Throughout this documentary, Rose brags that he still bets on sports. He brushes off questions about his questionable relationships with younger women. Right up to the end, he was Charlie Hustle, only the hustle became his only way of trying to compensate for losing everything that was important to him.
And then we have Dikembe Mutombo, who was an all-star center, first for the Georgetown Hoyas, where he played for legendary coach John Thompson, and then mostly for the Denver Nuggets in the NBA. If there was one thing Rose and Mutombo had in common, it was that they were showmen. But while Rose’s showmanship had the macho bravado of his time, Mutombo was playful about it, wagging a finger at anyone who dribbled down into the paint to try and get a shot off against him. As he rose to his great 7’2” height and swatted these shot attempts away, Mutombo would turn to the shooter and wag his finger, a friendly reminder that they are in his space, his domain. Mutombo was the Defensive Player of the Year four times, and he finished second all time, to Hakeem Olajuwon (although they did not keep this statistic when Wilt Chamberlin was playing or he would surely be the all-time leader).

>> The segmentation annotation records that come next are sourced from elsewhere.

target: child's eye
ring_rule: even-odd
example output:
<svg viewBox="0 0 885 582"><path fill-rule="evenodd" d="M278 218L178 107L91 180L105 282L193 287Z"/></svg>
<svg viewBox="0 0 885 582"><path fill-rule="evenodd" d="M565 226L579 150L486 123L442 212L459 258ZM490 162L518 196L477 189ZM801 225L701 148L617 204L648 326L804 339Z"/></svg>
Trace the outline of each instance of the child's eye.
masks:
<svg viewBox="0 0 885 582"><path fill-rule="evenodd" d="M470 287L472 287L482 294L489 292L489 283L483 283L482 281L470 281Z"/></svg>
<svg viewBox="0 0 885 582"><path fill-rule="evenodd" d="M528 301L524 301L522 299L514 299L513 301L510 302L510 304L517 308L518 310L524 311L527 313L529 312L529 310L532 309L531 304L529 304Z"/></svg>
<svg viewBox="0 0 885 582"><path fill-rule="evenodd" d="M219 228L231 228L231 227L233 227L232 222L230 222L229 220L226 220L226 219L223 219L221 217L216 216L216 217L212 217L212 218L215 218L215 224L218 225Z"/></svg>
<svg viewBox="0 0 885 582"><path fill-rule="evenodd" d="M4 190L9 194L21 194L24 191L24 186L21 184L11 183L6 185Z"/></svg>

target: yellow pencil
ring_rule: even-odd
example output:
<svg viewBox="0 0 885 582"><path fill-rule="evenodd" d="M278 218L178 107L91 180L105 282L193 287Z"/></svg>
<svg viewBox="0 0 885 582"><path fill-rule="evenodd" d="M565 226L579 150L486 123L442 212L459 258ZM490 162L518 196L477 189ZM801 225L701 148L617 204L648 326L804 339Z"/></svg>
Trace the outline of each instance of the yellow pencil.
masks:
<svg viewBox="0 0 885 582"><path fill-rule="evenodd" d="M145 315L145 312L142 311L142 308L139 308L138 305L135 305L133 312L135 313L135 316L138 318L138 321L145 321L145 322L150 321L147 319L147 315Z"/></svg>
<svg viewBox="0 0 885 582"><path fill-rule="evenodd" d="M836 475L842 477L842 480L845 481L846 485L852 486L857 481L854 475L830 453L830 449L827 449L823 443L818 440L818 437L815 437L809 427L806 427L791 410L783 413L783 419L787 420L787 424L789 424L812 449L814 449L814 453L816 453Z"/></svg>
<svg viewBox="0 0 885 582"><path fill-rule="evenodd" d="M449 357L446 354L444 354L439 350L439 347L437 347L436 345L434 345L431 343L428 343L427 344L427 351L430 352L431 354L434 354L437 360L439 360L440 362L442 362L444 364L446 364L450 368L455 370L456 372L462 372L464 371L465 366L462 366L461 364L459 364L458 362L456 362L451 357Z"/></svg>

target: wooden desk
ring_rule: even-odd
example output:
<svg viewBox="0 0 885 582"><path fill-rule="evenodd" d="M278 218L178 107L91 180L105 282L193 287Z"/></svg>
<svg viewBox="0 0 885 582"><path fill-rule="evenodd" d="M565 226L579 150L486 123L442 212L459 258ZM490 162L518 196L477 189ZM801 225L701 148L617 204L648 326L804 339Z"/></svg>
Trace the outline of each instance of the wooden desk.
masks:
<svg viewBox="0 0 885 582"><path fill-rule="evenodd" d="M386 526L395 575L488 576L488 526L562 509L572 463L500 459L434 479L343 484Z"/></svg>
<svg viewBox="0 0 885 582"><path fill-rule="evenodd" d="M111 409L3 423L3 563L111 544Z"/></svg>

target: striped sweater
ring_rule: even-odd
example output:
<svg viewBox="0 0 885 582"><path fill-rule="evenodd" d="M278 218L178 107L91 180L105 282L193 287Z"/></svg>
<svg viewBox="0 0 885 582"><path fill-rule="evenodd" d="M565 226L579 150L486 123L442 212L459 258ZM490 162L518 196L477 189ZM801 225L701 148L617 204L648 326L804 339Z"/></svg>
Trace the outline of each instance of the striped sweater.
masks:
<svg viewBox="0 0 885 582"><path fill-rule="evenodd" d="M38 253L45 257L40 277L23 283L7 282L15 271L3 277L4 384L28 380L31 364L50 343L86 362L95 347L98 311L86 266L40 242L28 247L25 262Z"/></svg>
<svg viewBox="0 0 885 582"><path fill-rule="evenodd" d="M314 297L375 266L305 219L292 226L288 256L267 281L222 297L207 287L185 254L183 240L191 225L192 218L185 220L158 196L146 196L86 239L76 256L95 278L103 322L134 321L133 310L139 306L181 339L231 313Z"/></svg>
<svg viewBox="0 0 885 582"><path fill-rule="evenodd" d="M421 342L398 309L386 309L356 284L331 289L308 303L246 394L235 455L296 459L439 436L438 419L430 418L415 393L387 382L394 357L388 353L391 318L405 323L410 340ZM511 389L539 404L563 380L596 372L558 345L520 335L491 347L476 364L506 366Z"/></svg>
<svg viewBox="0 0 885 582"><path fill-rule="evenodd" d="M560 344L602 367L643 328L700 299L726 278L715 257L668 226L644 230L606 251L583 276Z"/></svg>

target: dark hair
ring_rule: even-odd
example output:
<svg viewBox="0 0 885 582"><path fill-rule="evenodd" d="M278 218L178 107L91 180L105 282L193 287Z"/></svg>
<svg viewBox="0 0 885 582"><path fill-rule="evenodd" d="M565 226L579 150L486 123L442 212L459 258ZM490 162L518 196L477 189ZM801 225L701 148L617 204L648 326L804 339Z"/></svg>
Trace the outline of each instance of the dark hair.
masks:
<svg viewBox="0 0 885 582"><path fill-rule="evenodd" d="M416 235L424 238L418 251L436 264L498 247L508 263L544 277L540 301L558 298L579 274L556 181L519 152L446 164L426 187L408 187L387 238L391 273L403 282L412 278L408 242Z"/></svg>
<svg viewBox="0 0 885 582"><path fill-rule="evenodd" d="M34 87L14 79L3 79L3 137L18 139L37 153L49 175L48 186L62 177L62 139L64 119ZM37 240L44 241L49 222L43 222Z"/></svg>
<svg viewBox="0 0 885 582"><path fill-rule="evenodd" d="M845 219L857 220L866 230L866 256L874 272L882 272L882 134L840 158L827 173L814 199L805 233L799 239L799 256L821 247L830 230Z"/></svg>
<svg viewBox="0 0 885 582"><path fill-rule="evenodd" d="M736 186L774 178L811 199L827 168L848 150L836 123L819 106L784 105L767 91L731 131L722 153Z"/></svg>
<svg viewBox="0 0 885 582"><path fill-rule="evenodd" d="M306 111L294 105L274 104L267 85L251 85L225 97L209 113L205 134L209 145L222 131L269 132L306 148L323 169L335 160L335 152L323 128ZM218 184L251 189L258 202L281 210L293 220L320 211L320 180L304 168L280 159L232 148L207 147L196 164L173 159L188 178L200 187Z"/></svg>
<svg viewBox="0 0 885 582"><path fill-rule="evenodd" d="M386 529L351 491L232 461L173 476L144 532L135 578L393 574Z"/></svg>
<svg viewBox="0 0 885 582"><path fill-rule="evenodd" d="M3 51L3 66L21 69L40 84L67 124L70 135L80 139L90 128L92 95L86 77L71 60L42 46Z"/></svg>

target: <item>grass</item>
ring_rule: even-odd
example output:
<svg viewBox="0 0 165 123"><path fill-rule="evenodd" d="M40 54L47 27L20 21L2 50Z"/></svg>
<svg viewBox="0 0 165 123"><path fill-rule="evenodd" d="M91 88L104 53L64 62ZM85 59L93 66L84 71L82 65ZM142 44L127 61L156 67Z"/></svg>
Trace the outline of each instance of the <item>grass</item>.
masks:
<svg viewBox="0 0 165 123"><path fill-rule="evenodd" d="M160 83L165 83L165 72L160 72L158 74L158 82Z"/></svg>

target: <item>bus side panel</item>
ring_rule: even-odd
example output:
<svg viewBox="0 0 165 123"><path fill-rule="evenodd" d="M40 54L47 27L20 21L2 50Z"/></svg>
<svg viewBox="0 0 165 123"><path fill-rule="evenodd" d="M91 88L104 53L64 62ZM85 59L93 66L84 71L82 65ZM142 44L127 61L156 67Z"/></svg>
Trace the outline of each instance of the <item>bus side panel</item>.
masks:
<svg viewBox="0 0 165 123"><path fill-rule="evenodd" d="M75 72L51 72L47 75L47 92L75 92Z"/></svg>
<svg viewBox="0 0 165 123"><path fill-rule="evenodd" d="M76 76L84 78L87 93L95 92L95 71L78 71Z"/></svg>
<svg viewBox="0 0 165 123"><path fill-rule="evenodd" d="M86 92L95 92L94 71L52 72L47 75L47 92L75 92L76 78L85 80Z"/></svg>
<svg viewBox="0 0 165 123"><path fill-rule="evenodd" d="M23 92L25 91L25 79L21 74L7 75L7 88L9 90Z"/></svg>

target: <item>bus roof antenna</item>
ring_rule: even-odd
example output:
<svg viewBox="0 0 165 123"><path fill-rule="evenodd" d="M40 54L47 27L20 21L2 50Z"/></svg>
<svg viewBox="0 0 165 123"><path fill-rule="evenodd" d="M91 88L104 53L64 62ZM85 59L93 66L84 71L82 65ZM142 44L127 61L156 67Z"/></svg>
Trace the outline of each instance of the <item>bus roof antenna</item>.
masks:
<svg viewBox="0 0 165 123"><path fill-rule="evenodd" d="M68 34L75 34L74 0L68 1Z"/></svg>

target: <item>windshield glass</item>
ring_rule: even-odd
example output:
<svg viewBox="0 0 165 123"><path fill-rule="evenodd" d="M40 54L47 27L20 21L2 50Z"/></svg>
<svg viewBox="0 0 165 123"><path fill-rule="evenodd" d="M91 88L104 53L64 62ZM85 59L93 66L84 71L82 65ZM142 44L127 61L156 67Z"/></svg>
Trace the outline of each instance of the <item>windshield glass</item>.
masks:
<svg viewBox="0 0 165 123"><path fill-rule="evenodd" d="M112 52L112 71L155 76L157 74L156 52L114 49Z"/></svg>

But it was outside of the lines of the field of play where we most see the contrast between these two men. Mutombo was a native of the Republic of Congo in Africa. Pete Rose signed a contract toward the end of his career that made him the highest paid player in baseball, but for the rest of his life, he showed up at memorabilia events to make money to live on. Meanwhile, Mutombo utilized his earnings to start the Dikembe Mutombo Foundation, whose entire focus was on improving living conditions in his native Congo. He helped start a $29 million hospital in Congo, supported the Special Olympics, and paid for countless other enterprises out of his own pocket, including buying the uniforms for the women’s basketball team from Zaire for the 1996 Olympic Games.
The awards Mutombo was given for his humanitarian work are too numerous to mention. He was, in other words, the polar opposite of Pete Rose. Which makes his death from brain cancer at the way too young age of 58 a tragedy, while Pete Rose’s passing after 85 years of being Pete Rose feels much more like a wasted opportunity to be someone who made a difference in the world.
Sounds as tho Rose had a gambling addiction that made his life Hell at times... Many of us have seen what that can do. RIP Pete Rose and Mr Matumbo.
The contrast between these two is as stark as their personalities. Thank you for giving credit where credit is due.